Esto genera problemáticas en la práctica cotidiana de los tribunales, para la recepción y aplicación de la reforma del artículo 1º constitucional, pues al no tener un rumbo definido, los jueces optarán por seguir resolviendo con sus normas locales correspondientes y dejarán a los tribunales superiores de revisión y estos a los de amparo, el control de constitucionalidad o convencionalidad de la normativa aplicable a un caso concreto. Es decir, exactamente lo que se hacía antes del 10 de junio de 2011, antes del Varios 912 y antes de la Contradicción 293. Entonces ¿Cuál reforma? ¿Cuál progreso en el respeto a derechos humanos en todos los niveles?

Aunado a lo anterior, cuatro años después seguimos escuchando en los cursos de actualización el mismo discurso de cuando vio la luz el nuevo artículo 1° constitucional. No se reflexiona, ni mucho menos se aplica, una metodología para realizar adecuadamente el control al que sometemos los preceptos ordinarios y el contraste con las normas que contienen derechos, para así saber detectar los problemas jurídicos y, por ende, saber resolverlos. Es práctica reiterada querer inaplicar las normas, cuando la mayoría de los casos pueden tratarse de armonización del ordenamiento jurídico a través de la interpretación conforme y aplicación del principio pro persona.

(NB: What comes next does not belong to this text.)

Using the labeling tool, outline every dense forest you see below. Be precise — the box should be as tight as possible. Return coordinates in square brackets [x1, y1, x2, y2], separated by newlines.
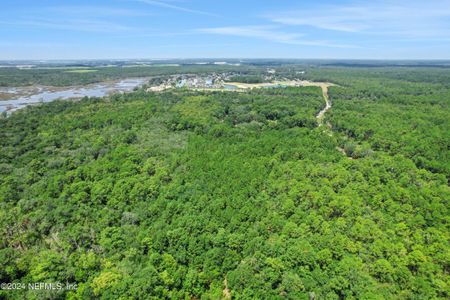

Lo anterior lo advierto en las clases que imparto sobre argumentación jurídica, en donde analizamos casos reales ya resueltos, en los que es evidente una carente metodología donde abundan interpretaciones inadecuadas que llevan a resultados inaceptables.

Y si así están las cosas en el poder judicial, qué decir del Ejecutivo al menos con los emblemáticos casos de Tlatlaya y Ayotzinapa, que dan la sensación de que no hemos avanzado, ni siquiera legislativamente, en el reconocimiento al respeto de los derechos y las libertades.

Por último, en la nueva era de los derechos, de la protección de datos, de la privacidad, intimidad, etcétera, es ya un lugar común, infortunadamente, la ilegal intervención en las comunicaciones privadas que, con cualquier tipo de interés, se filtran intencionalmente a la sociedad en general. Si bien es la era de los derechos, los avances tecnológicos, lo sofisticado de nuestros aparatos electrónicos y el fácil acceso a ellos, permiten en cualquier situación captar imágenes o grabar conversaciones para después utilizarlas indebidamente. Y ni qué decir de nuestros datos supuestamente protegidos, que nos damos cuenta que no lo están: instituciones privadas nos llaman para ofrecernos servicios, adquisición de seguros o tarjetas y no sabemos cómo obtuvieron nuestro número telefónico o nuestra dirección.

Lamentablemente el tema de los derechos humanos sigue siendo meramente discursivo, porque institucionalmente, a cuatro años, no existen las condiciones para que sean una realidad.

Dijo Ronald Dworkin: hay que tomarnos los derechos en serio.